Immediate Relatives – Parents & Children. (A) Parents. Parents can be sponsored by their U.S. Citizen children if the child is over the age of 21. Overstay rules are the same as for spouses. (B) Children. Children of U.S. citizen parents can be sponsored if the child is under the age of 21. Overstay rules are the same as for spouses. See, Petition/Application & Document Requirements.

Preference Categories.

First Preference. Unmarried people who have at least one U.S. citizen parent.

Second Preference. Sponsored by Legal Permanent Residents. (2A) Spouses and children under 21 years old of Legal Permanent Residents; (2B) Unmarried sons and daughters of Legal Permanent Residents who are at least 21 years old.

Third Preference. Married people, any age, who have at least one U.S. citizen parent.

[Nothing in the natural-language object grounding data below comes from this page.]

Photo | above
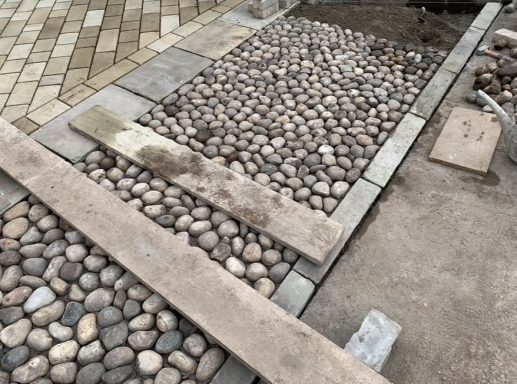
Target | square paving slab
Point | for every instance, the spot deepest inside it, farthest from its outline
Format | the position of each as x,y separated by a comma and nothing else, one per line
216,39
164,73
58,137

Fourth Preference. Sisters and brothers of U.S. citizens, where the U.S. citizen is 21 years or older.

If you are in one of these preference categories, then there is a quota that applies, requiring you to abide by a “priority date.” These priority dates are published by the U.S. Department of State. See, Priority Dates. For example, if your priority date is May, 1992, and you apply now, then you know that you have to wait 14 years, if all things stay equal. This is only an estimate.

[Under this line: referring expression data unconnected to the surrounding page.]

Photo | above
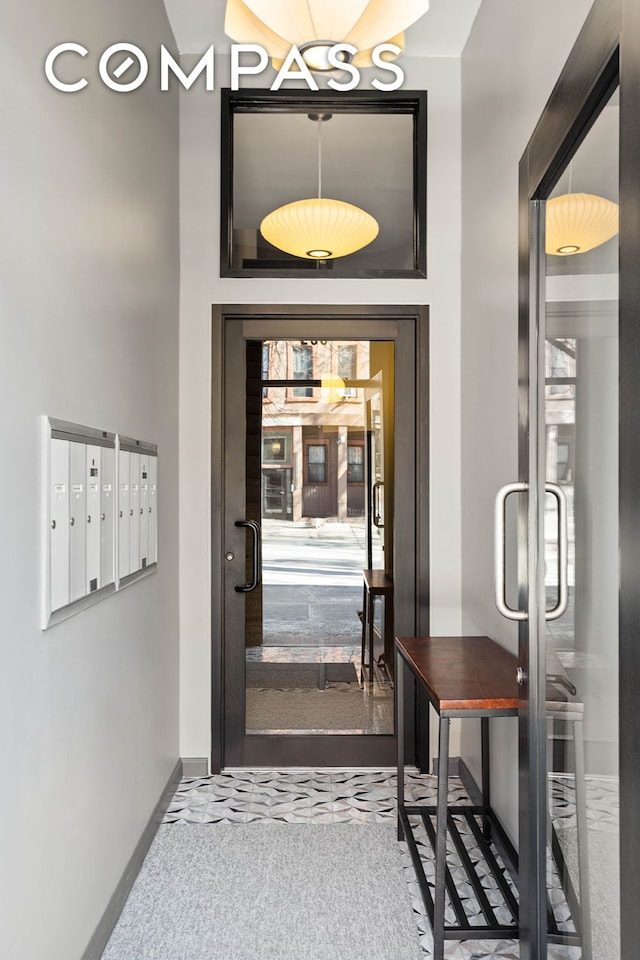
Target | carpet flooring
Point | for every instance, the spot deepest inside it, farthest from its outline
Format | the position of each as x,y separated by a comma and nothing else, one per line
298,675
341,707
269,892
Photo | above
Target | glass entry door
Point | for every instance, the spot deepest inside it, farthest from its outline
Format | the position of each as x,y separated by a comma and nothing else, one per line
571,725
580,435
305,506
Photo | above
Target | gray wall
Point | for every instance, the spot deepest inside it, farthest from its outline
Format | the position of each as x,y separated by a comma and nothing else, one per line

Regarding “accompanying relatives,” i.e., spouses, brothers, sisters of a person being sponsored. The concept of accompanying relatives applies only to the Preference Categories, not the Immediate Relative category. This means that a U.S. citizen cannot sponsor more than one person, per application, as an Immediate Relative. For example, let’s say you have a U.S. citizen child who wishes to sponsor you and your wife, who is the natural mother to your child. First, in this instance, your U.S. citizen child will be required to file two separate applications, one for you and the other for your wife. You and your are wife immediate relatives to your child, and because your U.S. citizen child sponsors you, it does not mean that you can take your wife as an accompanying relative. If, further, you presume that you have two younger children, who are non-U.S. citizens, then those children cannot be sponsored except as a fourth preference. Further, a brother or sister is not considered an immediate relative, and in the immediate relative application sponsoring you, only you, and no one else, can be sponsored.